Our Club member and music collector/connoisseur Chuck Klaus has been involved in music presentation for many years, including for NPR & PBS stations and also teaching at Syracuse University. He started collecting records at the age of 5, and hasn’t stopped since.

He presented his “Highways and Byways of Recorded Music”, as a DJ playing and discussing interesting samples of his recordings representing the history of recorded music. He reviewed basic recording milestones rather than a full professional history. The first music recording was in the 1860s.
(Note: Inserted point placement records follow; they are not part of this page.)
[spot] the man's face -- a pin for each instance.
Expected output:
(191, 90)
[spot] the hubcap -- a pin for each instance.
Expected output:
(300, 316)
Among the prominent historical recordings were original soundtracks from Sousa conducting “Stars & Stripes Forever” (1929, mellower than today), Brahms playing “Hungarian Dance #5” with voiced intro (1889, recorded in wax), Grieg playing Wedding Day at Trollhaugen” (1903), Strauss conducting “Ein Heldenleben” (1944), Elgar conducting “Oh God, Our Help in Ages Past” (1928, organ & choir with early stereo effects), and Stravinsky conducting “Rite of Spring” (1960).

American music history included Gershwin playing “Rhapsody in Blue” (1927), and Copland performing “I Bought Me a Cat” (1951, composed for children). Recordings of great voices included Tamagno singing Verdi’s “Othello: Esultate!” (1903). He ended up with Horowitz playing Sousa’s “Stars & Stripes Forever” (1951, piano).